On 28 September 2023, the One Hundred and Sixth Amendment of the Constitution of India was given ascension after having been introduced during the Special Session of the Parliament of India. The amendment seeks to allocate 33 percent of the seats in the Lok Sabha and elected state legislative assemblies for women.

=== Transgender and non-binary people ===
In 2017, a drafting committee in Karnataka crafted a policy to create a 1% reservation for transgender people in education and employment. On 21 July 2021, Karnataka implemented the policy, making the state the first in the country to provide one percent reservation for the transgender community in all government services. The government submitted a report to the High Court in this regard, informing that a notification had already been issued after amending the Karnataka Civil Service. The job could be given to cisgender people, from the same category, in case of the non-availability of transgender candidates.

On April 6, 2015, the Tamil Nadu government's BCC Department issued a government order classifying transgender persons under Other Backward Class status as a caste identity if lacking a community certificate. In June 2024, the Madras High Court struck down the order and directed the Tamil Nadu government to provide 1% horizontal reservations to the transgender community in education and employment, ruling that the GO violated Articles 14, 15, 16, 19 and 21 of the Constitution of India, as well as the National Legal Services Authority v. Union of India verdict.

In June 2024, the Calcutta High Court ordered the government of West Bengal to establish a 1% quota in public employment.

==Religion==
While courts have ruled that reservations on the basis of religion are unconstitutional, several state governments have allotted reservations to religious minorities or backward classes among religious minorities on the basis of socio-educational backwardness and representation.

The Tamil Nadu government has allotted 3.5% of seats each to Muslims and Christians, thereby altering the OBC reservation to 23% from 30% (since it excludes persons belonging to Other Backward Castes who are either Muslims or Christians).

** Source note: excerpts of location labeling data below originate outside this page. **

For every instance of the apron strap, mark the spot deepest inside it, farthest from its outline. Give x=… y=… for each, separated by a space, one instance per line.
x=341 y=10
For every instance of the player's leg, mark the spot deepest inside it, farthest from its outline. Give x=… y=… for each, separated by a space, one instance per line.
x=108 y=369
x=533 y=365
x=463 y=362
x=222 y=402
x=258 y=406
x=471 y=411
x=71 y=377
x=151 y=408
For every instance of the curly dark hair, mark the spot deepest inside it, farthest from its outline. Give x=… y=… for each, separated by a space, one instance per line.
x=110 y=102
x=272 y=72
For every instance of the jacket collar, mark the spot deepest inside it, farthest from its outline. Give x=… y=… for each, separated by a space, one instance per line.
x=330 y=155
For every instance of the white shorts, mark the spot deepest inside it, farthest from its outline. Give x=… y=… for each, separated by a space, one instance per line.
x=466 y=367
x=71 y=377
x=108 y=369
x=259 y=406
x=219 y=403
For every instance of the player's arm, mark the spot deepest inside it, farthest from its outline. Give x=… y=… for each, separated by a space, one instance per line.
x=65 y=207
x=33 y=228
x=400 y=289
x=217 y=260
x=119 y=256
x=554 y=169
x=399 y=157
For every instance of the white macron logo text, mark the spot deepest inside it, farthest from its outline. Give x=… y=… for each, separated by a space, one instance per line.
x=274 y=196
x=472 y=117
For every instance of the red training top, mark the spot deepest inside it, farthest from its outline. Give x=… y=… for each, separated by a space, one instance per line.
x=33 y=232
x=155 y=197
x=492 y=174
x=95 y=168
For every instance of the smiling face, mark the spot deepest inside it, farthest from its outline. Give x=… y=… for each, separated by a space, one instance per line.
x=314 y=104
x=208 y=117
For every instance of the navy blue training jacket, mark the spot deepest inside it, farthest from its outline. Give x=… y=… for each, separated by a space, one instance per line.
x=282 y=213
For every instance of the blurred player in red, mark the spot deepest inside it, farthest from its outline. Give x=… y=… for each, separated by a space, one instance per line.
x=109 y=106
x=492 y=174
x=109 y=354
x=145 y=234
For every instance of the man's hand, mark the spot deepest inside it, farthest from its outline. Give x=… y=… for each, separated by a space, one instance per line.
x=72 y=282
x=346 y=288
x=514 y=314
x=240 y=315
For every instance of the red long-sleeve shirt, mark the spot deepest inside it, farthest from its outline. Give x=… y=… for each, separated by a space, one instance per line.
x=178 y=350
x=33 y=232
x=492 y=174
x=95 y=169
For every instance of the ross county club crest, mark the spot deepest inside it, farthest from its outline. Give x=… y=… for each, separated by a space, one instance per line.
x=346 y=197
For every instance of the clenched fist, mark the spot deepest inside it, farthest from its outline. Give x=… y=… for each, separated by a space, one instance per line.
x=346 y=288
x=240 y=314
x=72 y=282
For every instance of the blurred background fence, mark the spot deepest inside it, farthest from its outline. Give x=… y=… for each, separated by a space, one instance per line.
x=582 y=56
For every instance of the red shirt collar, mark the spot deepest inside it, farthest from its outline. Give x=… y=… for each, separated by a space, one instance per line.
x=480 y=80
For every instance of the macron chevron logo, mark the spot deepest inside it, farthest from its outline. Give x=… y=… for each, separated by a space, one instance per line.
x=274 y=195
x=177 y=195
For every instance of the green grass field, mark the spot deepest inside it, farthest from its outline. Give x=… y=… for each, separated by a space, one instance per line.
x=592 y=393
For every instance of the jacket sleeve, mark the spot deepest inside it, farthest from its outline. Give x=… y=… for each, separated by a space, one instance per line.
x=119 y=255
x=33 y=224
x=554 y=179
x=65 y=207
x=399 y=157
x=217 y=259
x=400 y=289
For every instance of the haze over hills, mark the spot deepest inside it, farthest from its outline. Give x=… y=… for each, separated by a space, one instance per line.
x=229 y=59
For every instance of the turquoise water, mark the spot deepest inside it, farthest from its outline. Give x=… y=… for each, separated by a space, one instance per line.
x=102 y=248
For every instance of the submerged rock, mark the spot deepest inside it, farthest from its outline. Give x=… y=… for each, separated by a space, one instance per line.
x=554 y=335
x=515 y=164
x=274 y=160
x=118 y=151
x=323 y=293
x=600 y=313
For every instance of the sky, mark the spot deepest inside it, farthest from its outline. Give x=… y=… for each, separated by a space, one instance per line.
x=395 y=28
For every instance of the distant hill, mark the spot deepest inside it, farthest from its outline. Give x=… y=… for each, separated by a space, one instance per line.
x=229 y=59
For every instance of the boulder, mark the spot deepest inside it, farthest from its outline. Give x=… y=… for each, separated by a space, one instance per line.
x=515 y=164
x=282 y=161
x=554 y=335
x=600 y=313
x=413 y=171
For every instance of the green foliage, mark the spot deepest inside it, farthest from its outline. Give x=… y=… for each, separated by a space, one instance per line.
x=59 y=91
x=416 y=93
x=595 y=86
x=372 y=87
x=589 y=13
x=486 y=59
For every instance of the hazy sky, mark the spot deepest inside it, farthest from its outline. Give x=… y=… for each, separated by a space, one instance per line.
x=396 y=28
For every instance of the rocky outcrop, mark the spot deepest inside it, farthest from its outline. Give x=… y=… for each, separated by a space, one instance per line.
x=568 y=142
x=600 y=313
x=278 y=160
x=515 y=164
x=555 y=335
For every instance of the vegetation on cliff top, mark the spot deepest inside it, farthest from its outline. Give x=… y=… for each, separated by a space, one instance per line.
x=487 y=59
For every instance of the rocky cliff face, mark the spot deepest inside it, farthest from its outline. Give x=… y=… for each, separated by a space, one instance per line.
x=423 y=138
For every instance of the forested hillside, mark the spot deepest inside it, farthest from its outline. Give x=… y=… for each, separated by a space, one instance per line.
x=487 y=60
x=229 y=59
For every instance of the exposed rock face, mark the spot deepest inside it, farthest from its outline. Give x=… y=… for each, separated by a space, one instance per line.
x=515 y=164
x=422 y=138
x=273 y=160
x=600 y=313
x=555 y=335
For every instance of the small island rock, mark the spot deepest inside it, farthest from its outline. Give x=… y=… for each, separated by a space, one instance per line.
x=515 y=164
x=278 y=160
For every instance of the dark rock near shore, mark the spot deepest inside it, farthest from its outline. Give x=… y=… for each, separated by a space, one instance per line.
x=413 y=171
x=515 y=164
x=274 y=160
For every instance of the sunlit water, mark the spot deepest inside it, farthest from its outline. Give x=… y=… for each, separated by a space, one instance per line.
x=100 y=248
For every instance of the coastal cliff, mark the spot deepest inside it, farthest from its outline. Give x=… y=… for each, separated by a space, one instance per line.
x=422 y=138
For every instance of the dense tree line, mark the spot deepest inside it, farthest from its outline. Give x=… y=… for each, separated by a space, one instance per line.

The Government of Andhra Pradesh introduced a law enabling 4 percent reservations for Muslims in 2004. This law was upheld by the Supreme Court in an interim order in 2010 but it constituted a Constitution bench to look further into the issue. The referral was to examine the constitutional validity of quotas based on religion. Kerala Public Service Commission has a quota of 12% for Muslims. Religious minority (Muslim or Christian) educational institutes also have 50% reservation for Muslim or Christian religions. The Central government has listed a number of Muslim communities as backward Muslims, making them eligible for reservation.

==Criticism, controversies and protests==
The Union Government on 22 December 2011 announced the establishment of a sub-quota of 4.5% for religious minorities within the existing 27% reservation for Other Backward Classes. The reasoning given was that Muslim communities that have been granted OBC status are unable to compete with Hindu OBC communities. It was alleged that the decision was announced as the Election Commission announced Assembly elections in five states on 24 December 2011. The government would not have been able to announce this due to the model code of conduct. On 12 January 2012, the Election Commission stayed implementation of this decision for violation of the model code of conduct. Later, Justice Sachar, head of the Sachar Committee that was commissioned to prepare a report on the latest social, economic and educational condition of the Muslim community of India, criticised the government decision, saying "Such promises will not help the backward section of minorities. It is like befooling them. These people are making tall claims just to win elections". He suggested that instead of promising to give reservations, the government should focus on basic issues of improving administration and governance.

On 28 May 2012, the Andhra Pradesh High Court quashed the sub-quota. The court said that the sub-quota has been carved out only on religious lines and not on any other intelligible basis. The court criticized the decision: "In fact, we must express our anguish at the rather casual manner in which the entire issue has been taken up by the central government.".

=== Mandal Commission protests of 1990 ===

Mandal commission protests of 1990 were against reservation in government jobs based on caste in India.

=== 2006 Indian anti-reservation protests ===

The 2006 Indian anti-reservation protests were a series of protests that took place in India in 2006 in opposition to the decision of the Union Government of India, led by the Indian National Congress-headed multiparty coalition United Progressive Alliance, to implement reservations for the Other Backward Classes (OBCs) in central and private institutes of higher education. This move led to massive protests, particularly from students and doctors belonging to the forward castes, who claimed that the government's proposal was discriminatory, discarded meritocracy and was driven by vote-bank politics.

=== Agitations demanding more reservation ===
In 2008 and 2010, the Gujjar community in Rajasthan demanded reclassification from OBC to ST (Scheduled Tribes) for increased reservation benefits. They began violently protesting on the streets of Rajasthan and blocked several rail lines. Police firing on Gujjars began a tit-for-tat cycle of violence between Police and Gujjars. The violence ended with 37 people dead. Their move was opposed by the Meenas, the main ST community in Rajasthan.

In 2019, the agitation restarted as Gujjars demanded 5% reservation, and began blocking trains to this effect.

Jats have been demanding OBC status since the 1990s. In 2016, they began an agitation to get this status. To this effect they began protesting by blockading roads and lines, but later the protests turned violent. Riots spread to Delhi and western Uttar Pradesh, and even Rajasthan. The epicentre of the violence was in Rothak, and almost ₹34000 crores ($4.8 billion) worth of property was damaged and 30 were killed. Bowing to the pressure, the Haryana government created a special category for Jats and other upper castes called BC, and appointed 10% reservation, but the measure was blocked in court.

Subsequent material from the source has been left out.